- Don-Alvin Adegeest |
McKinsey, a management consulting firm to many Fortune 500 businesses, is to open a retail store in an American shopping mall selling underwear, jewellery and beauty.
The store's success will depend on data, as the driver of this retail venture is to see the "effectiveness of new technology that retailers and their advisers could deploy to keep stores relevant in the age of Amazon," reports the Financial Times.
Housed in the Mall of America, Minnesota, the largest shopping mall in the U.S., McKinsey will be collating customer insights to advise its clients on the types of technologies to invest in.
Called the Modern Retail Collective, McKinsey will collect data on everything from how customers move throughout the store to the articles they touch and try on, to their purchasing decisions.
Shoppers will leave privacy concerns at the doorstep
While many visitors to the store will be unaware their every move will be analysed, McKinsey aims to discover a formula for enhancing in-store experiences and drive profits for retailers for its various clients.
The retail experiment will initially see four fashion and beauty brands participate, including jeweller Kendra Scott, type:A Deodorant, Elevé Cosmetics and ThirdLove, a lingerie brand.

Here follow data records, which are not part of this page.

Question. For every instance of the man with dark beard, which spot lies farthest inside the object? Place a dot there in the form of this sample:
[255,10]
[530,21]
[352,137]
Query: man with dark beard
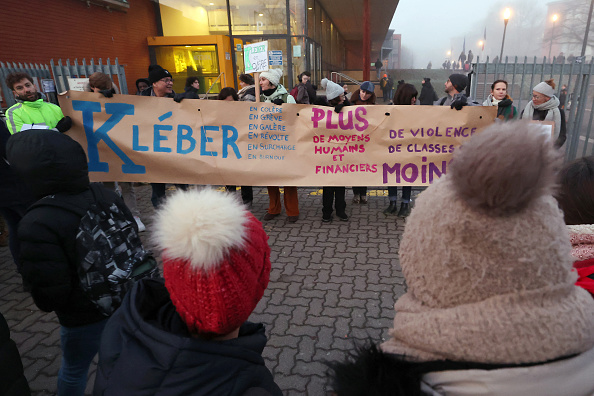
[31,111]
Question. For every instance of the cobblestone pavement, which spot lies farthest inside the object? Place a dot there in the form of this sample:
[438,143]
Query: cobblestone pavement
[331,285]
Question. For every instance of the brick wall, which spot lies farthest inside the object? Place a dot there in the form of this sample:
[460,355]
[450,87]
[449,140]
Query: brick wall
[40,30]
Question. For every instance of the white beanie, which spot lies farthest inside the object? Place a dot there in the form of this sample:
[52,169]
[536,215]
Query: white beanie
[544,89]
[333,90]
[486,257]
[272,75]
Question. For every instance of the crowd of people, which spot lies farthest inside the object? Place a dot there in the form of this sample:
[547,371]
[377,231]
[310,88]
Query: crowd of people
[492,298]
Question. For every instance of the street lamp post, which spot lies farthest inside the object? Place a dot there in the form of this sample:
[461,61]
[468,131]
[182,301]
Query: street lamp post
[506,15]
[555,17]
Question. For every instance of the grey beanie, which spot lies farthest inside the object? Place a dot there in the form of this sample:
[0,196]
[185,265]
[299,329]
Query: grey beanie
[367,86]
[544,89]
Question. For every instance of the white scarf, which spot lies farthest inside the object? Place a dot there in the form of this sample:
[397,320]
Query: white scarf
[552,115]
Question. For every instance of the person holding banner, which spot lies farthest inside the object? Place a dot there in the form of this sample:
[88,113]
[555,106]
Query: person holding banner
[31,111]
[335,97]
[162,87]
[498,97]
[102,83]
[405,95]
[454,88]
[247,192]
[247,93]
[365,95]
[274,92]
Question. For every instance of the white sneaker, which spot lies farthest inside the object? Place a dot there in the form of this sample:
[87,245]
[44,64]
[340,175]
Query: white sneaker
[141,226]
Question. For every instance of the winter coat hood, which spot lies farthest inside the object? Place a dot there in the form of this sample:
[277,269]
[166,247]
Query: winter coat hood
[48,162]
[148,334]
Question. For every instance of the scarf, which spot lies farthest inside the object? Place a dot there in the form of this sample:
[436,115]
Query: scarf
[553,114]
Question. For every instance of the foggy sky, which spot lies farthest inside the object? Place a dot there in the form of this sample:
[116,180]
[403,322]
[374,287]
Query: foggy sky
[430,28]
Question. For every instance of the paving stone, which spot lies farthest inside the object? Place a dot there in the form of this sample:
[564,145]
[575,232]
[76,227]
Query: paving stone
[331,286]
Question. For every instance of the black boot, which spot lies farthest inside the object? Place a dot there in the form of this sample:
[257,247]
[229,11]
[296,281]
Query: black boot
[390,209]
[404,210]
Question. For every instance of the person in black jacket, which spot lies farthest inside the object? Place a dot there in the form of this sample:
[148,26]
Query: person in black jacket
[15,197]
[12,377]
[428,95]
[53,164]
[189,335]
[333,195]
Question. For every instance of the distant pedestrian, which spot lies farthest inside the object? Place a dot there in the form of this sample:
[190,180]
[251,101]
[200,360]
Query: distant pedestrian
[247,193]
[563,97]
[191,88]
[161,87]
[385,86]
[378,67]
[247,93]
[141,85]
[462,58]
[544,106]
[454,88]
[189,334]
[365,95]
[428,95]
[499,98]
[273,92]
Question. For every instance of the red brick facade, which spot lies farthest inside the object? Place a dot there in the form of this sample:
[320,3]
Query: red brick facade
[40,30]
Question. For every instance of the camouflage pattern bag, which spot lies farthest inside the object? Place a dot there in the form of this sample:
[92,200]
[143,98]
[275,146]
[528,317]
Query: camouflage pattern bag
[110,252]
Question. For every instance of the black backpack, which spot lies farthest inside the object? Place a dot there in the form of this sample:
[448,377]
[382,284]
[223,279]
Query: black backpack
[110,252]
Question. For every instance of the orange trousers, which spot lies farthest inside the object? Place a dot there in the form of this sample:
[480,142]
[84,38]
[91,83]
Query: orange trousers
[291,201]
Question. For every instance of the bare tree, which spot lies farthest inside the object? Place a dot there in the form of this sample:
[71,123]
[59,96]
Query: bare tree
[571,27]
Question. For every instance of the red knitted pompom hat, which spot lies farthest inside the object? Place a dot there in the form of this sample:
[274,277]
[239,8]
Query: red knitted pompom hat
[216,259]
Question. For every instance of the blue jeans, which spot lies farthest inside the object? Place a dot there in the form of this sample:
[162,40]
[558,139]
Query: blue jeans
[393,192]
[79,347]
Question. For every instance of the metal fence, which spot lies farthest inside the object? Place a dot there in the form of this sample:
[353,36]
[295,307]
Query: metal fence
[64,71]
[60,73]
[523,76]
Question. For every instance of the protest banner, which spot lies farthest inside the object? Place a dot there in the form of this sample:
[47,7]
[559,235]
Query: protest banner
[149,139]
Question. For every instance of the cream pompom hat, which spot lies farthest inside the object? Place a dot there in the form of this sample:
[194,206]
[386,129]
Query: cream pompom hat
[486,257]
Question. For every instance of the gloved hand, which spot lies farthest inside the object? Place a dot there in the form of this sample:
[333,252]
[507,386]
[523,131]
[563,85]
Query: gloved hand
[459,103]
[64,124]
[338,107]
[108,93]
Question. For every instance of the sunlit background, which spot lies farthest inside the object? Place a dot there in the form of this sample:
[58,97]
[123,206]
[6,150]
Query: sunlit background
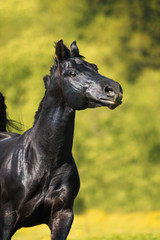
[117,152]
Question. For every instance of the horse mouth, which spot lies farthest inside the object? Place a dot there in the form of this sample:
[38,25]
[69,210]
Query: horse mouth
[111,104]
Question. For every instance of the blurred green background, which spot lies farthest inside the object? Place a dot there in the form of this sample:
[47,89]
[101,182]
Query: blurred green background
[117,152]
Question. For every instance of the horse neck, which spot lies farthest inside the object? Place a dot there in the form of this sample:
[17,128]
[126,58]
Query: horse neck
[53,131]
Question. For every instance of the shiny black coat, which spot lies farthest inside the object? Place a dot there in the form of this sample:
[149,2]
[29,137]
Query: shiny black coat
[38,176]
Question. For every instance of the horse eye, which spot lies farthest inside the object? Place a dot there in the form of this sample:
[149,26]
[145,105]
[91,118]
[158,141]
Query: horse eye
[73,74]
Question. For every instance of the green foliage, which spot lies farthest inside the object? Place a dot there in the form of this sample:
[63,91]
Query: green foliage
[117,152]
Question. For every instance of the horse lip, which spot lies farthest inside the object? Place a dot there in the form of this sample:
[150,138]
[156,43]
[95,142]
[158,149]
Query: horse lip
[112,103]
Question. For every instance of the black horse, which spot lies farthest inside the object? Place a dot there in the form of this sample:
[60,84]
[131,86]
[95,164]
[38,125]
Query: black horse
[38,176]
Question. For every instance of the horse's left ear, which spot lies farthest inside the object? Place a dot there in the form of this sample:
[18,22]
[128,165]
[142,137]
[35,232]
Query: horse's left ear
[74,50]
[62,52]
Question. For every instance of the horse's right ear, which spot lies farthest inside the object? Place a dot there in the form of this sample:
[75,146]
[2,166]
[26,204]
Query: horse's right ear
[62,52]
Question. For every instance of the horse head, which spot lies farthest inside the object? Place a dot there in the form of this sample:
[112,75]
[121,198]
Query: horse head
[81,84]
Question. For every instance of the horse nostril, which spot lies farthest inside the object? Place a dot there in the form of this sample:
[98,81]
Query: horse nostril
[109,91]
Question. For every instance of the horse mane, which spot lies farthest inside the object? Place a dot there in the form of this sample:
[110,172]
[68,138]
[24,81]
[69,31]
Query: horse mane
[7,124]
[70,54]
[46,81]
[3,114]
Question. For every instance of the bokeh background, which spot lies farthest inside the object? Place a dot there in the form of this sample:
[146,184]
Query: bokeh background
[117,152]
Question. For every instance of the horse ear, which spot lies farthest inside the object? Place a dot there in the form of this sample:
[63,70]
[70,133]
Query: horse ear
[74,50]
[62,52]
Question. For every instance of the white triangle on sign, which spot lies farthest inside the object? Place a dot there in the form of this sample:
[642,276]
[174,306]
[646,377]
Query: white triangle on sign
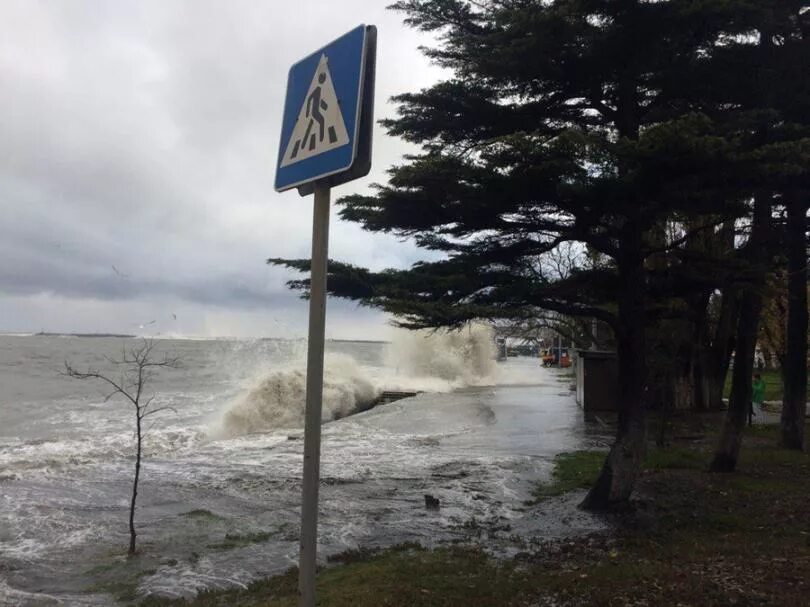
[319,126]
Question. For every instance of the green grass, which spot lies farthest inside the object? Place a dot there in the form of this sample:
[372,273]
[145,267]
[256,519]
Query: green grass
[697,538]
[576,470]
[237,540]
[579,469]
[773,384]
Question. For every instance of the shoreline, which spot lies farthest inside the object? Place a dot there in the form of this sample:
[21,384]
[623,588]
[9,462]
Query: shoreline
[690,538]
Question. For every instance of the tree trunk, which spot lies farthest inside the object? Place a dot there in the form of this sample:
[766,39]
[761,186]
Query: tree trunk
[794,371]
[135,484]
[719,356]
[728,448]
[618,476]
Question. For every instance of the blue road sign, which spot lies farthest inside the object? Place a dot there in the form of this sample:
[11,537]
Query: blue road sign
[326,127]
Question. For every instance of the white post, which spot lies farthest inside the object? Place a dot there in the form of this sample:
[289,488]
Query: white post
[312,430]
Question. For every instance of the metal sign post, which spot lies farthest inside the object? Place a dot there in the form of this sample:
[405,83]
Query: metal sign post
[312,429]
[325,141]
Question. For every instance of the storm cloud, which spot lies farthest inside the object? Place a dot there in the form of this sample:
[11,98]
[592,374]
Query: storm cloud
[137,151]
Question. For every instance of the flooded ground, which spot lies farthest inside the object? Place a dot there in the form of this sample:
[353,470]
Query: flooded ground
[220,509]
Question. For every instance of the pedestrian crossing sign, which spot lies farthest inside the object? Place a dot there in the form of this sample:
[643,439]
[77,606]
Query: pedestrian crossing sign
[326,128]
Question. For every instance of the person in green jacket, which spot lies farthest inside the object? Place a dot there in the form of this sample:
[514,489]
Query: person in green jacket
[757,395]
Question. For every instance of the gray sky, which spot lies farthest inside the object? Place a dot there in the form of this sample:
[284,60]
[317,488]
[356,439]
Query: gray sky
[138,143]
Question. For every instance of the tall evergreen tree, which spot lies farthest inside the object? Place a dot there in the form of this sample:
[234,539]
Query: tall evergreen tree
[564,120]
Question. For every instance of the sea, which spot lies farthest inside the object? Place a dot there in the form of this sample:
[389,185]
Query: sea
[219,498]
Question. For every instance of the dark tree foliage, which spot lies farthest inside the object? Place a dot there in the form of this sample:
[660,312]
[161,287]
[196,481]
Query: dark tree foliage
[588,121]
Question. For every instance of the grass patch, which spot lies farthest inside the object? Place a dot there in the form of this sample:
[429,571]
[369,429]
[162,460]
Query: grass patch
[774,388]
[200,513]
[697,538]
[238,540]
[575,470]
[675,458]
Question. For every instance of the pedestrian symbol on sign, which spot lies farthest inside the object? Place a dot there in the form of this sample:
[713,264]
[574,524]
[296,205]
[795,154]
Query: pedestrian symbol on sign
[320,126]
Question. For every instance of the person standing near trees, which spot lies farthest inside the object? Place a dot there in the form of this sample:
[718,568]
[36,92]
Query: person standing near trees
[757,396]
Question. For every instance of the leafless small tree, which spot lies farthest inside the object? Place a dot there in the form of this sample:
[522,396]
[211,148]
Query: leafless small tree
[135,368]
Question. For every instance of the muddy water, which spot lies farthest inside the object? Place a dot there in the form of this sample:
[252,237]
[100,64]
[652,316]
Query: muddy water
[220,510]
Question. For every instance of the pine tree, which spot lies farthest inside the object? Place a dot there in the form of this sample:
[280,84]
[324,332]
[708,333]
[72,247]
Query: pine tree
[564,121]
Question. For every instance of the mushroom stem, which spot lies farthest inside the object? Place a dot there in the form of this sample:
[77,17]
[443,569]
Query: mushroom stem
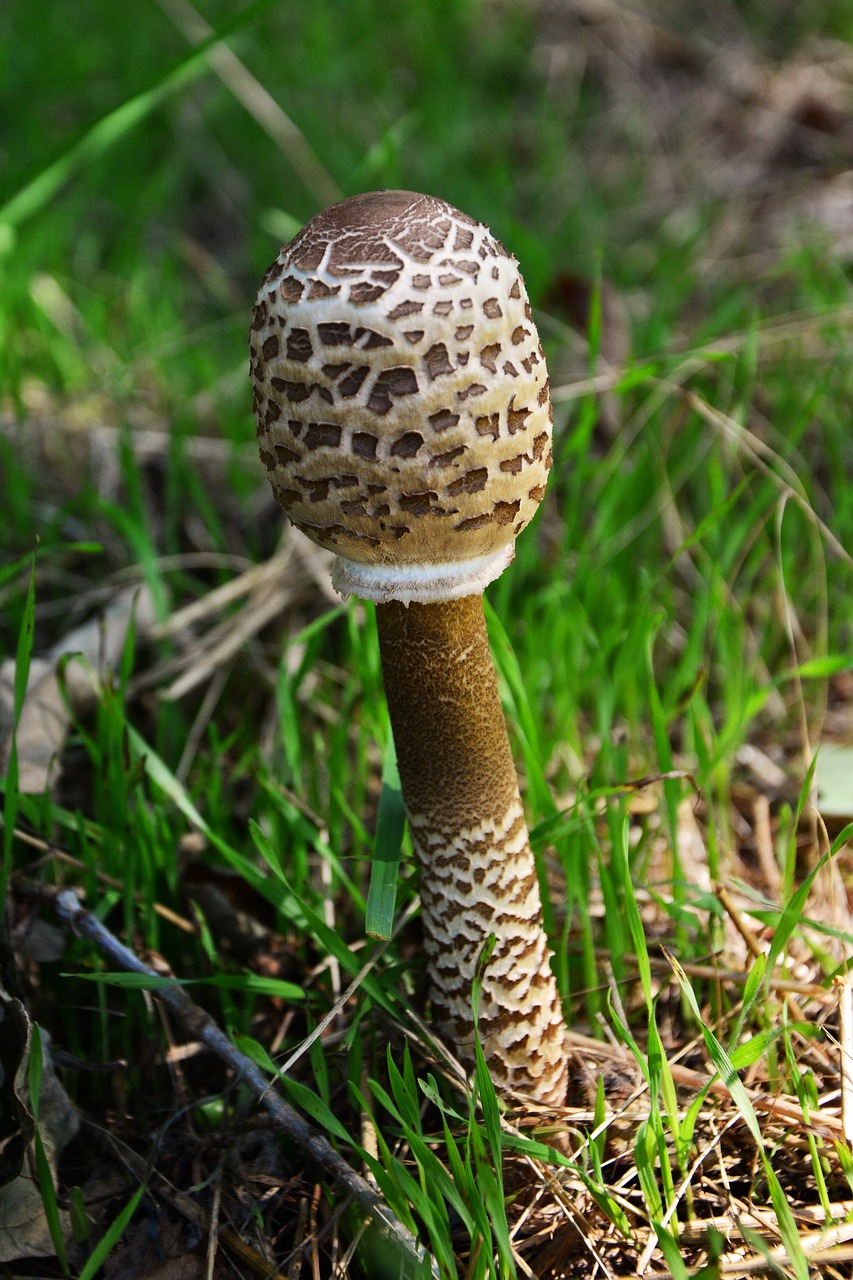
[470,837]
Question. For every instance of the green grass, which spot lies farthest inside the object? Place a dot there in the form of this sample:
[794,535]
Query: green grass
[683,592]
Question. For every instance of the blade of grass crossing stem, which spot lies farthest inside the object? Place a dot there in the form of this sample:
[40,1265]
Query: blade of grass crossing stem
[488,1165]
[384,872]
[728,1073]
[46,1185]
[10,798]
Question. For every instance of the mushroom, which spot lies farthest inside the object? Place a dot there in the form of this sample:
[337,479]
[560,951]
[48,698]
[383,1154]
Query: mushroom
[404,420]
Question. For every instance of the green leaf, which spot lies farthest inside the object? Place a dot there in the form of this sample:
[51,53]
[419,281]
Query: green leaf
[384,872]
[113,127]
[110,1237]
[12,795]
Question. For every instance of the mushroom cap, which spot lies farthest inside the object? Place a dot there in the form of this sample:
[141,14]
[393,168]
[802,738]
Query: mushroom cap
[401,396]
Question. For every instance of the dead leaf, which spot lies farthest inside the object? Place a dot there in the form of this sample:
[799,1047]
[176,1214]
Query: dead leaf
[23,1225]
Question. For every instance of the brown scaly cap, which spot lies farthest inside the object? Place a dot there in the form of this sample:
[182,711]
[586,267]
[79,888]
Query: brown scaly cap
[401,396]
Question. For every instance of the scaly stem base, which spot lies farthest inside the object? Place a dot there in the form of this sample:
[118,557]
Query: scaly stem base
[477,869]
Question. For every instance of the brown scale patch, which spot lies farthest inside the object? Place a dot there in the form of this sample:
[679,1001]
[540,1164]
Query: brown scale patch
[292,289]
[318,490]
[471,389]
[405,309]
[299,346]
[388,385]
[442,420]
[336,333]
[364,446]
[407,446]
[465,265]
[320,289]
[488,425]
[419,503]
[293,392]
[363,293]
[372,339]
[473,481]
[351,384]
[488,356]
[269,274]
[323,435]
[446,460]
[438,361]
[325,534]
[514,465]
[505,512]
[288,497]
[516,417]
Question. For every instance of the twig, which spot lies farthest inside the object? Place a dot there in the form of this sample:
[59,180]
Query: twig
[200,1025]
[845,1051]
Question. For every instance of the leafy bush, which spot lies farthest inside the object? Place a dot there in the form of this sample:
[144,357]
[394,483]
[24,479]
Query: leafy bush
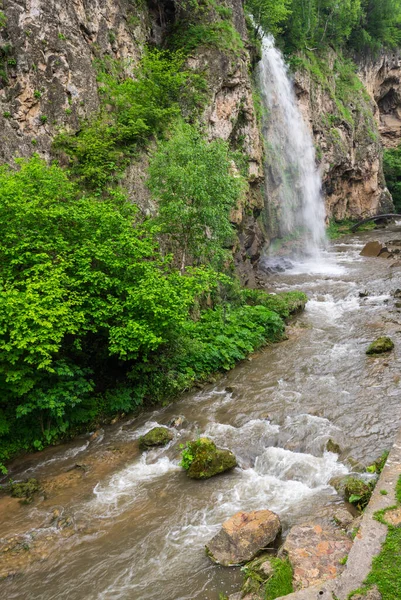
[133,109]
[82,282]
[193,183]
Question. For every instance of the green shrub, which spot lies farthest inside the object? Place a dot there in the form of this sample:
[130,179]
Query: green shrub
[133,109]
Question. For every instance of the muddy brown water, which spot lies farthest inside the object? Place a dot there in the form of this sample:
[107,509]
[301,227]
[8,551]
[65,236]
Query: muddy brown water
[125,525]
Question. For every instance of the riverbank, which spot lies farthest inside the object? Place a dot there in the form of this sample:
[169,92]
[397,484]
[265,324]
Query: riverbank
[138,525]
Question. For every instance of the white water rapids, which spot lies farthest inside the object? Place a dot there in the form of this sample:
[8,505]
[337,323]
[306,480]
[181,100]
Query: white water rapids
[292,181]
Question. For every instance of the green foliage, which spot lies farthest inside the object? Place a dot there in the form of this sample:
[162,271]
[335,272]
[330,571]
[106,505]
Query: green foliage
[358,492]
[316,24]
[82,282]
[386,566]
[268,586]
[94,319]
[220,34]
[285,304]
[193,183]
[188,453]
[392,173]
[269,15]
[133,110]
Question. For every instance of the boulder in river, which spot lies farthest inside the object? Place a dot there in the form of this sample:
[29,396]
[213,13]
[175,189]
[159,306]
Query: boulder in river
[317,553]
[354,489]
[25,490]
[331,446]
[380,346]
[202,459]
[372,249]
[243,536]
[158,436]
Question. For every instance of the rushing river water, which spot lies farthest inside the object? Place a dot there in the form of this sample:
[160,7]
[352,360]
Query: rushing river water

Praveen Adhi, a McKinsey partner, told the Financial Times retail executives were “constantly inundated with pitches, and can struggle to figure out how to get value from all the different technologies out there. We thought it would be a great way to learn."
The Mall of America is not charging rent for the space, reports CBS news, and retailers will take home all revenue from in-store sales. This marks the largest investment in retail strategy to date for McKinsey, which says it has deployed roughly a dozen experts and a full-time team to run the immersive experience from start to finish.
While McKinsey and its clientele have plenty of budget to test and trial new retail experiences, their ethos is far from the young designer or brand looking to open their first store to sell a product designed and fueled by their creative passion, rather than a boardroom of executives who need to see growth.